The Plasma Configurations Group is applying an innovative data mining technique to the investigation a range of Alfvén-range instabilities in the H-1 plasma. The wide range of magnetic configurations and the precise computer control of H-1 make it uniquely suitable for fundamental studies of these instabilities, the understanding of which is crucial to the success of future large experiments, such as international fusion experiment (ITER). The cross- campus collaboration with Dr M. Hegland of the Mathematical Sciences Institute has been extended internationally to include the Heliotron-J experiment in Japan, and a theoretical and computational collaboration with Dr. C. Nührenberg of the Max Planck Institute, Greifswald. In related work on plasma configurations, preliminary studies of the effect of magnetic islands on H-1 plasma have shown a possible link between island formation and the ‘Core Electron Root Confinement’ phenomenon, which improves plasma confinement.
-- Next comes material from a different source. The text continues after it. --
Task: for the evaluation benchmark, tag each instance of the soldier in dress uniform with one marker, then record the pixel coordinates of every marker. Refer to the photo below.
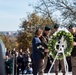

Looking to the future, outreach and development activities included the International Summer School and Workshop on Turbulence on Coherent Structure described above, which attracted a large attendance from both novices and experts in the field. Members of the Toroidal Plasma Group played a central role in the Australian ITER forum activities to promote an Australian involvement in the international fusion experiment (ITER) project, including many outreach presentations and organisation of the highly successful international workshop ‘Towards an Australian Involvement in ITER’. Finally, continuing the restructure begun in 2005, we are pleased to welcome four new staff – Dr Frank Detering, Research Fellow (Data Mining project jointly with COSNet), Dr Hua Xia, Postdoctoral Fellow, Ms Bronwyn Stuart, Administrator and Ananda Galagali, Electronics Technician.